Two people can see the same thing and yet have different perspectives about it. This is the starting point of Stephen Covey’s book ‘The 7 Habits of Highly Effective People.’ The purpose of understanding this is essentially to make the reader believe in the power of paradigm shifts, if they don’t already. Only by believing that your perspective can change (and that different perspectives exist) will you be able to change your mental experience and perceptions.
After understanding this key concept, Covey introduces what he believes to be the most powerful habits one can practice to live effectively. Cactico brings you an analysis of each of the 7 habits as well as our own thoughts on them in order to help solidify their meaning further.
A different perspective on free will
Many things in the world are reactive, meaning they are constantly reacting to stimulus outside their control. Humans have a wonderful ability to ‘escape’ the reactionary world and to control, to a certain extent, their lives. However, many things are outside the control of humans (in fact, most things are out of our control). As we advance (scientifically, technologically…etc) as a species, our control over the world around us expands as well. Some people call this ability to influence our surroundings ‘power’.

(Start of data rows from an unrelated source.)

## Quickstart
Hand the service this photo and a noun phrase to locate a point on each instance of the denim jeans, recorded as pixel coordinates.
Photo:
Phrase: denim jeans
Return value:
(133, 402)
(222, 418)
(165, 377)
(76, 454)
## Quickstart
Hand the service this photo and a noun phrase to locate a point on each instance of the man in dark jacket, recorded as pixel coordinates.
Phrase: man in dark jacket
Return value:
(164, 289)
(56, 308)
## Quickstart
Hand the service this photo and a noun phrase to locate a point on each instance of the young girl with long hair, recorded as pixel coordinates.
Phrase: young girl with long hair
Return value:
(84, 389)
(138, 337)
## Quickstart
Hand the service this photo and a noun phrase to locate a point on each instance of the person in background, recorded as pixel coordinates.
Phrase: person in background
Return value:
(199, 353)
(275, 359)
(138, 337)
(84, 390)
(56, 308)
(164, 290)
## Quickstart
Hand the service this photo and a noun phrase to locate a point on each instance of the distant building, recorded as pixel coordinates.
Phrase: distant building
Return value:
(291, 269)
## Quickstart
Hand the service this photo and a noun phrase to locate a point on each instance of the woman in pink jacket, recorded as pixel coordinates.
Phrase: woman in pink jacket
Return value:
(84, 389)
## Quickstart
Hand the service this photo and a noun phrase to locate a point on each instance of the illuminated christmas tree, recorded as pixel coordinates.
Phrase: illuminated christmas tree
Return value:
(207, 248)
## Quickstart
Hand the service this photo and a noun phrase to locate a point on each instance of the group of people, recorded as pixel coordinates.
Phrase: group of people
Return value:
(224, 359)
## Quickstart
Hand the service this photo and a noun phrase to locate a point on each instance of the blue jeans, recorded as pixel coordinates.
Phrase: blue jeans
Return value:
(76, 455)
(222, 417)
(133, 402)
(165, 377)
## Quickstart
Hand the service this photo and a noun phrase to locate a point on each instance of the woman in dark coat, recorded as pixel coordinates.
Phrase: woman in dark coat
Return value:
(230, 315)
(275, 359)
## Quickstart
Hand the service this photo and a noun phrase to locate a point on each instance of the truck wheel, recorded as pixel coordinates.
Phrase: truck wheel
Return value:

But it is better to look at this ability as a gift.
The reason is simple, we didn’t choose to have this ability. The fact that we influence the world around us is a direct reaction to having the ability to control things (or power) given to us. In other words, we were given ‘free will’ through evolution. Many argue against free will, so we can call it simply ‘will’ or ‘willpower’ or ‘how much someone/something can influence the world around them.’ We can also consider exercising this ‘will’ as being proactive.
Stephen Covey talks about 2 different circles, the Circle of Concern & the Circle of Influence. The Circle of Concern contains within it everything that concerns us, for example, our relationships, objects of desire, money issues…etc. Anything that you worry about or care about exists in the Circle of Concern. But not everything within it can be controlled.
Within this circle is the Circle of Influence, it encompasses everything within the Circle of Concern that can be affected by us taking action. What people percieve as ‘gaining power’ is simply the expansion of the Circle of Influence, effectively allowing people to take action on more things that concern them.
To be proactive is to focus on things that are encompassed by both circles. If you are worried about your teeth(concern) and have the ability to visit a dentist(influence), you can be proactive and take action on what concerns you. If you are angry about poverty in your country, but you barely have enough to feed yourself, it’s better to focus on feeding yourself because that is all you can do, for now. Worrying about things you can’t control is being reactive and gets you nowhere. Working on what you can expands your Circle of Influence, which in turns allows you to do more and affect things that you care about.
Look for possibilities, not roadblocks.